Le secrétaire général de la Commission de l’Ocean Indien (COI), Jean Claude de l’Estrac, a participé à une session à l’intention des représentants politiques et institutionnels durant laquelle il a souligné la nécessité pour les petits Etats insulaires en développement (PEID) d’élaborer une stratégie commune sur la question. Il a ainsi indiqué que la COI travaille déjà afin de donner « des bases solides à l’émergence d’une Economie bleue génératrice de revenus et créatrice d’emplois » dans notre zone économique commune de 5,5 millions de km².

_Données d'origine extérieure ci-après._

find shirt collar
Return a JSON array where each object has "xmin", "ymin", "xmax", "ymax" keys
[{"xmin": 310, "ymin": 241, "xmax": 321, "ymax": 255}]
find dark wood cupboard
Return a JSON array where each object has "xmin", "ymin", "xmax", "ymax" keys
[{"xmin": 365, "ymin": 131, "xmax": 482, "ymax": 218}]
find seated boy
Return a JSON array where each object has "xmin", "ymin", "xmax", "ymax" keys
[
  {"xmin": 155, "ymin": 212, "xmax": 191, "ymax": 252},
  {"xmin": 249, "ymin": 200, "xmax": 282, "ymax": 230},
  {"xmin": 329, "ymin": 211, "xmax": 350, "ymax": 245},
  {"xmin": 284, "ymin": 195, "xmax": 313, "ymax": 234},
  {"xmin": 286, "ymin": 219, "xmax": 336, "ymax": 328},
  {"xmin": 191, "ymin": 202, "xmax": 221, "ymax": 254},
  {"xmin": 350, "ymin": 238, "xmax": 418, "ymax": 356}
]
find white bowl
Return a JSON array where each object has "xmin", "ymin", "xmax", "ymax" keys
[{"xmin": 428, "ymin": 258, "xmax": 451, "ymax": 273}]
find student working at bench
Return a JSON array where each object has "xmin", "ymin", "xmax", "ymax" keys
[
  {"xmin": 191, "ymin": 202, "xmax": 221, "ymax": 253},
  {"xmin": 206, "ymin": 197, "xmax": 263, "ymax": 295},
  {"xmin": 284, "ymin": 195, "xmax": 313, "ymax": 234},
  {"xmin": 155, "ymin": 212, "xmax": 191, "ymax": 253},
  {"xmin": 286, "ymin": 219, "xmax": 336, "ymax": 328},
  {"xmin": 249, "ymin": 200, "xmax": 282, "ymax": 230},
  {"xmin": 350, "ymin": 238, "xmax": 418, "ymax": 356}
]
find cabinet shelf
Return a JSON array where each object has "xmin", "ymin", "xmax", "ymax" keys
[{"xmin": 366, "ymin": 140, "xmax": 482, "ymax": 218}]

Jean Claude de l’Estrac a toutefois déploré le manque d’accès des PEID aux financements, notamment les 100 milliards de dollars des Nations Unies d’ici 2020. Selon lui, ce sont les « capacités techniques et humaines limitées» qui handicapent ces pays.

La COI organisera en avril/mai prochain une conférence sur l’Economie bleue en vue de mobiliser les acteurs régionaux sur ce thème et de créer des synergies entre les pays de l’indianoceanie.